Python issues: Splitting long text by folia2txt and FLAT in the custom software
- I've installed folia-utils and used the "folia2txt -s ..." from CLI to split a long string in sentences. Unfortunately, if I split the old Slavonic text "Искони бе Слово и Слово бе отъ Бога. и Богъ бе слово." in sentences I get the wrong answer Искони бе Слово и Слово бе отъ Бога. и Богъ бе слово. If I split an English text, it works just fine.
- Is it possible to run FLAT not as a tab in an internet browser, but as a PySide widget? BTW, I can't import folia2html from the foliatools package in my Python script as I did with foliatools.folia2txt, foliatools.foliafreqlist, foliatools.foliatree. Nevertheless, I can run it from the CLI by "python.exe foliatools\folia2txt.py -s myannotation.xml"
- I've installed folia-utils and used the "folia2txt -s ..." from CLI to split a long string in sentences.
folia2txt -s is not a proper sentence splitter, it simply assumes each line of a text file is already its own sentence!
For an actual tokeniser and sentence splitter with rich FoLiA support, consider ucto: https://github.com/LanguageMachines/ucto
Although it has no specific rules for Old Church Slavonic, but you can use the generic ruleset (named generic) or the russian one tokconfig-rus).
- Is it possible to run FLAT not as a tab in an internet browser, but as a PySide widget?

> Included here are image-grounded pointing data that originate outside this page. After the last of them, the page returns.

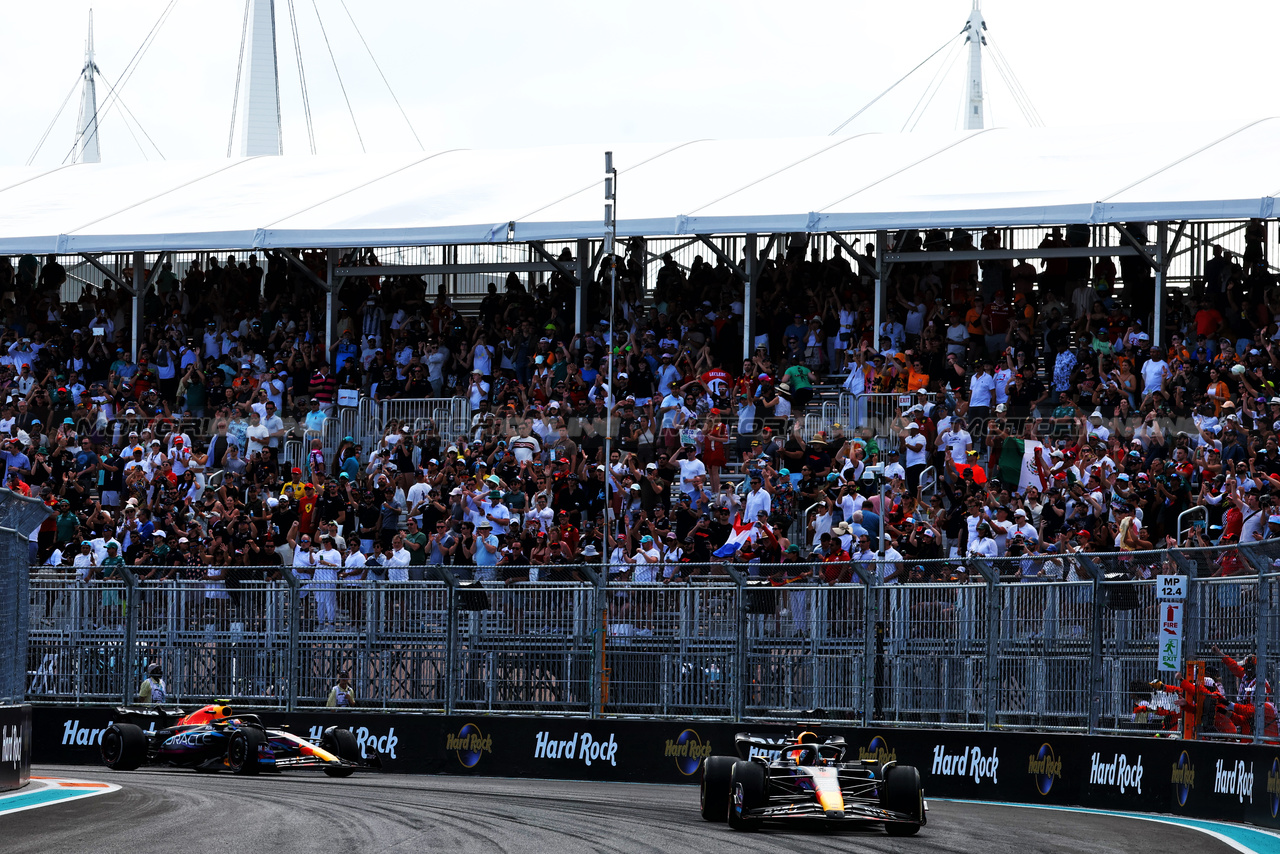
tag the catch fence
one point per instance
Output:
(1051, 643)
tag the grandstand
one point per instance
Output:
(959, 380)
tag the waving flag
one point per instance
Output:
(743, 533)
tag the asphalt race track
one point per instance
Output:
(163, 812)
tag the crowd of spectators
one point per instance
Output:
(1050, 418)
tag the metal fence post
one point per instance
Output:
(1260, 562)
(131, 634)
(293, 657)
(598, 644)
(451, 638)
(871, 612)
(737, 702)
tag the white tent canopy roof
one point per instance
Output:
(864, 182)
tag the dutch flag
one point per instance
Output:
(743, 533)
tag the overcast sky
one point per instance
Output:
(506, 73)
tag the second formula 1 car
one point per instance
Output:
(215, 738)
(809, 779)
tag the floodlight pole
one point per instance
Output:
(611, 231)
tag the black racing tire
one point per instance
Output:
(242, 750)
(342, 743)
(746, 793)
(903, 793)
(124, 747)
(716, 789)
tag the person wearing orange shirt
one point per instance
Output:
(977, 329)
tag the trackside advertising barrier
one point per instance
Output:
(1196, 779)
(14, 747)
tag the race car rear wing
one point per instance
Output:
(772, 747)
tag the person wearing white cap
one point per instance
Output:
(917, 447)
(1023, 528)
(1155, 373)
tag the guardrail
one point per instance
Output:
(728, 642)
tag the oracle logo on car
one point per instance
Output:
(188, 739)
(1234, 779)
(689, 750)
(370, 743)
(580, 745)
(877, 750)
(469, 744)
(73, 734)
(1183, 777)
(969, 762)
(1274, 786)
(1118, 772)
(10, 744)
(1045, 767)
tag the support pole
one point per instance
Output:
(753, 274)
(330, 302)
(1157, 313)
(580, 291)
(881, 245)
(140, 287)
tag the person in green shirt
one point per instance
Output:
(800, 379)
(415, 542)
(67, 521)
(112, 570)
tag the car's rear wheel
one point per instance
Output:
(342, 743)
(243, 749)
(716, 788)
(904, 794)
(746, 793)
(124, 747)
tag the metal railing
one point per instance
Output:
(1041, 643)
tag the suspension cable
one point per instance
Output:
(240, 65)
(129, 113)
(128, 72)
(341, 85)
(380, 74)
(56, 115)
(865, 106)
(935, 81)
(302, 78)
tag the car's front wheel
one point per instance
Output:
(341, 743)
(243, 750)
(714, 794)
(746, 793)
(124, 747)
(904, 794)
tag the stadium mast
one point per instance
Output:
(260, 127)
(86, 132)
(976, 39)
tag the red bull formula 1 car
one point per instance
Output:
(215, 739)
(809, 779)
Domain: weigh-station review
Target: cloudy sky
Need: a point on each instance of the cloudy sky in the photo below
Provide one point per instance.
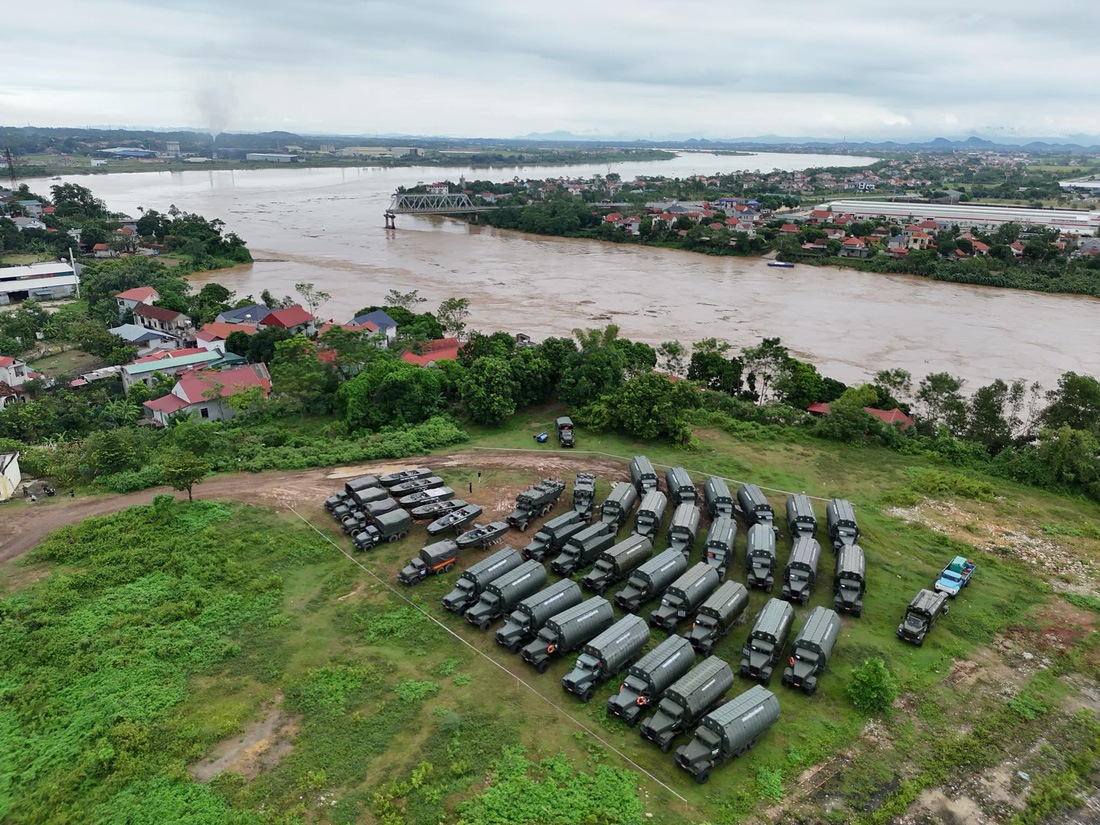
(1000, 68)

I hadn't heard of these until now so I don't know. I suppose if there's such a qt widget which holds a whole web browser, then yes.
BTW, I can't import folia2html from the foliatools package in my Python script as I did with foliatools.folia2txt, foliatools.foliafreqlist, foliatools.foliatree. Nevertheless, I can run it from the CLI by "python.exe foliatools\folia2txt.py -s myannotation.xml"
Hmm.. I see.. that should be probably be improved yes.